Growing mushrooms

Growing mushrooms for the kitchen is rather an exciting thing to do for the first time.

We started this year, late spring, with a bed that was basically too dark for growing much. We also had a lot of chicken bedding, which in our case was straw and poo! So rather than composting the straw, we filled the raised bed with it and added plenty of mushroom spores and mycelia.

The way we did it was this:

A layer of cardboard, soaked, then straw, then mycelia spread over it. Then another layer of cardboard, soaked, then more straw and then more mycelia. Then another layer of cardboard, soaked and straw on the top.

We never let it dry out, which was easy this year since it hasn’t stopped raining!

That’s it!

We bought the spores on the 21st May, and today, 2nd August we have our first mushrooms. They are enormous. I call that a result. They will now continue to crop until the end of September or the first frosts, when the bed will get a covering of more straw and hopefully rejuvenate next spring. 

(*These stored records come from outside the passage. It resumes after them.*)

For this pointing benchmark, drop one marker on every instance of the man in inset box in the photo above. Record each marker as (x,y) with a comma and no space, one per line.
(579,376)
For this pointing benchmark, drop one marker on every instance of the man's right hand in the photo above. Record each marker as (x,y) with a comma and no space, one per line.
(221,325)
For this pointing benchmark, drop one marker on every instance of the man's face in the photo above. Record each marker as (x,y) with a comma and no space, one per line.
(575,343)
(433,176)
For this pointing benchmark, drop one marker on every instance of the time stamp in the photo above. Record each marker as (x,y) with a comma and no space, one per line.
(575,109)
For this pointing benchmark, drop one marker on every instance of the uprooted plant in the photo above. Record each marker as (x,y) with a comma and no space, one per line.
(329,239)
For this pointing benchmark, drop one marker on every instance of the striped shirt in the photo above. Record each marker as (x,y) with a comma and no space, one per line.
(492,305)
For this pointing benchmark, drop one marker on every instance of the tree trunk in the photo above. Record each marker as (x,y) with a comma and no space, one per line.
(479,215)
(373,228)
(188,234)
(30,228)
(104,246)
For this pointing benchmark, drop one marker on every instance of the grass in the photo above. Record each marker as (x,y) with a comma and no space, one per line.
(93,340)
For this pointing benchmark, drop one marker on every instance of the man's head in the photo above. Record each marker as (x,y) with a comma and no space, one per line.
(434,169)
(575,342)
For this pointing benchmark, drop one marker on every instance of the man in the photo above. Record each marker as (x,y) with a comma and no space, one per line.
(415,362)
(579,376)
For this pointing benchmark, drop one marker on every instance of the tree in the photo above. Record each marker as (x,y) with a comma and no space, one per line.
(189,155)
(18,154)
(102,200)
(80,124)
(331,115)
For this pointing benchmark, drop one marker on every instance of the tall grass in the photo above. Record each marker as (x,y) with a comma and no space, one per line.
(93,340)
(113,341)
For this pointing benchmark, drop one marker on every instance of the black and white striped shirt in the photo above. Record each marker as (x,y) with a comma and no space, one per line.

We bought the spores / mycellia from and I bought 3 kg for about £20. We probably spend at least £1 a week, minimum, on mushrooms, so these will pay for themselves straight away this summer, but will continue to crop for 3 years – perhaps longer of I feed and treat them right.

One tip is not to water with tap water because it contains chlorine and fluorine, and this damages the mycelia. If that’s all you have, leave the water in a bucket for a day and night to reduce the additives.

Already the mice have had a go at the mushrooms, so I have put a cage over them to deter the birds at least.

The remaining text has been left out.